Responsabilidade do incapaz pelos danos que causa

Por · Revisão: Rafael Toledo · Atualizado em 2026-08-06 · 2 fontes oficiais verificadas

Um adolescente causa um acidente, uma criança destrói um bem valioso e a vítima se pergunta: quem paga por isso? A intuição manda cobrar dos pais, e ela costuma estar certa. Mas o art. 928 do Código Civil abre uma segunda porta, pouco conhecida, em que o próprio incapaz responde com o patrimônio dele.

O art. 928 e a responsabilidade subsidiária do incapaz

A regra é escalonada. Primeiro respondem as pessoas encarregadas do incapaz: pais, tutor ou curador, na forma do art. 932. O art. 928 só faz o incapaz responder quando os responsáveis não têm o dever de indenizar, ou quando têm o dever mas não dispõem de meios suficientes para arcar com o prejuízo. É uma responsabilidade subsidiária, acionada para que a vítima não fique sem nenhuma reparação.

O limite equitativo: indenização que não priva o incapaz do necessário

O parágrafo único traz o freio ético do dispositivo. A indenização deve ser equitativa e não pode ter lugar se privar do necessário o incapaz ou as pessoas que dependem dele. Isso significa que o juiz não converte o incapaz em devedor comum: pondera a gravidade do dano, o patrimônio disponível e a subsistência de quem depende dessa renda. O objetivo é reparar sem empurrar o incapaz e sua família para a miséria.

O que a vítima precisa reunir e por onde cobrar

Para a vítima, importam a prova do dano, do nexo com a conduta do incapaz e da situação patrimonial dos responsáveis. Extratos, laudos, orçamentos de reparo e documentos que mostrem se os pais têm ou não meios ajudam a definir de quem cobrar. A pretensão é levada à Justiça comum, em ação de reparação de danos, geralmente com participação do Ministério Público quando há interesse de incapaz.

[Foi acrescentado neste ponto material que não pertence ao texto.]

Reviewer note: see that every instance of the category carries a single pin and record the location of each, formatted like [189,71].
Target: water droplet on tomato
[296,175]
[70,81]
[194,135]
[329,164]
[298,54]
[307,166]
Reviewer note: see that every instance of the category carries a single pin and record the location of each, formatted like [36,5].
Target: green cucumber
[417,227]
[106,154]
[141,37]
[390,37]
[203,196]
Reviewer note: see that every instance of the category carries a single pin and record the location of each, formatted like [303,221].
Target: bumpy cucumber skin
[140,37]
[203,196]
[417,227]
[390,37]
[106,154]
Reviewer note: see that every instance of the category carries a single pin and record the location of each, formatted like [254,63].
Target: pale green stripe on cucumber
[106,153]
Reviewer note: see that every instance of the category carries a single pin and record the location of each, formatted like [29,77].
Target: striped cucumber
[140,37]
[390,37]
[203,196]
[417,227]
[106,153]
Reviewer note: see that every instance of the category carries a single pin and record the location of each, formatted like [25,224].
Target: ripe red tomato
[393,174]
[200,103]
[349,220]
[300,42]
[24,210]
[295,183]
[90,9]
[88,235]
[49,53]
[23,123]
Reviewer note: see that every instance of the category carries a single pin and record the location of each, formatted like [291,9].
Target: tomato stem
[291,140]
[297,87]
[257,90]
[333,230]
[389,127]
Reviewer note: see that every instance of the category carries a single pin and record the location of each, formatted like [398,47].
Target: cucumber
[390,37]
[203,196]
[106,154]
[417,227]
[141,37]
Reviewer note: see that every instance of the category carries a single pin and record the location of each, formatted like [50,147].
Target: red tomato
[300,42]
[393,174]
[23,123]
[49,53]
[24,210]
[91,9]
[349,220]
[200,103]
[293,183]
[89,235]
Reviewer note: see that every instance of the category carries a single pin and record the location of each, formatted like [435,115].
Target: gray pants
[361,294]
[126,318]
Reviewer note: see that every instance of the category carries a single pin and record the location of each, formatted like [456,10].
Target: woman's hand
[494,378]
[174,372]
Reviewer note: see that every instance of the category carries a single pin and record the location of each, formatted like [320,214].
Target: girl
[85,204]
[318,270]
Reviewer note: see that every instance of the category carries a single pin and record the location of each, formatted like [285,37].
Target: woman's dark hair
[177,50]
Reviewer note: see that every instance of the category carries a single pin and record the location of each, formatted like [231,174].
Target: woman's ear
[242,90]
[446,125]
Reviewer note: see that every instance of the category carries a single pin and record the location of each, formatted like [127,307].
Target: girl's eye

Quando a cobrança contra o próprio incapaz não avança

Se os responsáveis têm patrimônio e o dever legal de indenizar, é deles que se cobra, e o art. 928 não é acionado. Do mesmo modo, o pedido não prospera na parte que comprometeria a subsistência do incapaz. A norma equilibra a reparação da vítima com a proteção de quem, pela idade ou condição, não tem plena compreensão dos próprios atos.